2) Page 33: the authors found that there is no correlation between subjects, within the one of the sighted groups, for the VOTC dissimilarity matrices. How to interpret this result? If the VOTC in each sighted subject represents completely different information in the present study, then how can we interpret other results for this region in this group?

We thank the reviewer for pointing that out. We now revised this analysis based on our response to comment #1 of the editor. In figure 3 of the reviewed manuscript, you can now observe the intra-group variability (i.e. the grey lines) in each ROI for each group.

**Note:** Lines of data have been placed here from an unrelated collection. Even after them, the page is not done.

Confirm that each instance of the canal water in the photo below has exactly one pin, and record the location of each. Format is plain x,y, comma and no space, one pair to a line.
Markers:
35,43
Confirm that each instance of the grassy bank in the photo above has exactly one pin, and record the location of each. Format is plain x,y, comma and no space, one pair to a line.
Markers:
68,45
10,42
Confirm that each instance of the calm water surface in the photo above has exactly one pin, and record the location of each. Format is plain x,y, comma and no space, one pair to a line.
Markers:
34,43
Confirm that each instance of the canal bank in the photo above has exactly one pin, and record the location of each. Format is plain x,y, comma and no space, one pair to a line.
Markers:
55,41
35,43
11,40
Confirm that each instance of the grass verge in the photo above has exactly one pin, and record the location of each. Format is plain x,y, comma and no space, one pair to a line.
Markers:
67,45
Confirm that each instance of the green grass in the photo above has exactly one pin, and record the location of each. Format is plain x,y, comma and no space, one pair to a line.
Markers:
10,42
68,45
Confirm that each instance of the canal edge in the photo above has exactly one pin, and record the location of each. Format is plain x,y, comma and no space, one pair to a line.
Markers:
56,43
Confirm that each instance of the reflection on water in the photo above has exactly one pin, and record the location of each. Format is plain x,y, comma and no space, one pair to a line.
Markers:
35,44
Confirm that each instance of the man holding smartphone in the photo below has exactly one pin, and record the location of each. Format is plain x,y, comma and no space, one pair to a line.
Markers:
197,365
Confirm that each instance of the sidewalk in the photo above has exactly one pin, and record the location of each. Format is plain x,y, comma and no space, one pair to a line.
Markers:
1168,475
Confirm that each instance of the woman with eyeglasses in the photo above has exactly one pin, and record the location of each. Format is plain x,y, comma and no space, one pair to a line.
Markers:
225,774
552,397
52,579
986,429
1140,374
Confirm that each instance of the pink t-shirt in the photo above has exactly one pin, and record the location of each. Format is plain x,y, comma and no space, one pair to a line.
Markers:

This value is positive for all the groups, including the sighted controls (SC) in audition.

3) The inclusion of the analyses reported in Figures 5-7 in the main text should be better justified – right now, it is unclear if they significantly contribute to the authors' main claims, which creates an impression that the manuscript is overloaded with analyses.

We now excluded these analyses.

**Note from the editor: I've asked R2 for a clarification on their 2nd point in the review, and they added the following:

- My comment about the encoding of auditory categories was about clarification, and might be partly related to R3's comment. The STG is sensitive to acoustic features but, at some point, can categorize stimuli into more "semantic" categories, for example human voices. How the STG does this is not clear, but a reasonable (at least to me) assumption is that this "semantic" categorization is at least partly driven by acoustic features – for example, all human voices might have some common temporal and spectral properties and this commonality is captured by certain areas within the STG. Do they propose that, in the blind, the VOTC starts to categorize stimuli based on acoustic features and that this is why this region becomes more similar to the STG (seems to be suggested by "share of computational load" hypothesis and the RSA)? It is not clear to me from the manuscript.

As we replied to the point #2 of Reviewer 2, with RSA and partial correlation we could segregate the portion of STG/STS that represent more high level/categorical/ semantic properties of the sounds from the portions that represents more low-level acoustical properties (i.e. pitch and HNR, see figure 6 in the paper). However, we want to clarify that our hypothesis is the opposite as the one mentioned here by the reviewer. We suggest that low level properties are represented similarly in the brain of sighted and blind subjects. In contrast, we suggest that there is an exchange of information (imbalance) between the semantic representation from auditory (STG) and semantic from visual (VOTC) regions, especially for the “humanness” category. We now clarify our hypothesis throughout the manuscript.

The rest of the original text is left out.